Limits worth knowing

  • One repo per session. No cross-repo coordination; for multi-repo features, use the Adesa workflow.
  • Limited shared context across runs. Each session starts cold by default. gh-aw exposes a “memories” surface that agents can write to, but only the Platform team can read or delete them — engineers and product can’t, so they’re effectively write-only from your seat. For real cross-run state (like the autonomously-improving-agents evolution log), commit state files back to the repo under .claude/state/... and the next run picks them up as part of the checkout.
  • Review-first, not merge-first. Agent HQ opens draft PRs that wait for your review. Don’t auto-merge — the value is in the agent doing the work, not in skipping the gate.
  • Compute is bounded. Long-running tasks can time out; if a session needs hours of work, break it into smaller workflows or smaller issues.

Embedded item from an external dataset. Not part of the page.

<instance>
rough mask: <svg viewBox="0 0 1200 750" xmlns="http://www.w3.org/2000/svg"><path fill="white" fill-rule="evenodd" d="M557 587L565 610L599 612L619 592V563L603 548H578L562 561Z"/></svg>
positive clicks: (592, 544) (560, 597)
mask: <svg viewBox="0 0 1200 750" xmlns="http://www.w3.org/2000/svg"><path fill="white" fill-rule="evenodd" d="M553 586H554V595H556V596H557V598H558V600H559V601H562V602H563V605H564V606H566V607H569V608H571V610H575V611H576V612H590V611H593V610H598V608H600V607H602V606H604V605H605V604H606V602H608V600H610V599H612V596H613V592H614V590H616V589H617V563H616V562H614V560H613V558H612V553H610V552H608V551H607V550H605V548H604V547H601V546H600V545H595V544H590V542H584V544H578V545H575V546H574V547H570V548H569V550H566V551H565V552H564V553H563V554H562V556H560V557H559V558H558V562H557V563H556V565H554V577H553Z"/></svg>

  • Logs live in the PR or the workflow run. For ad-hoc work, the agent panel on the PR has the transcript; for gh-aw workflows, gh aw logs and gh aw audit <run-id> pull the session detail.
  • Dependabot bumps generated lock files. When gh-aw compiles, it generates package.json/requirements.txt/go.mod under .github/workflows/. Don’t merge Dependabot PRs against those directly — update the source .md and re-run gh aw compile --dependabot.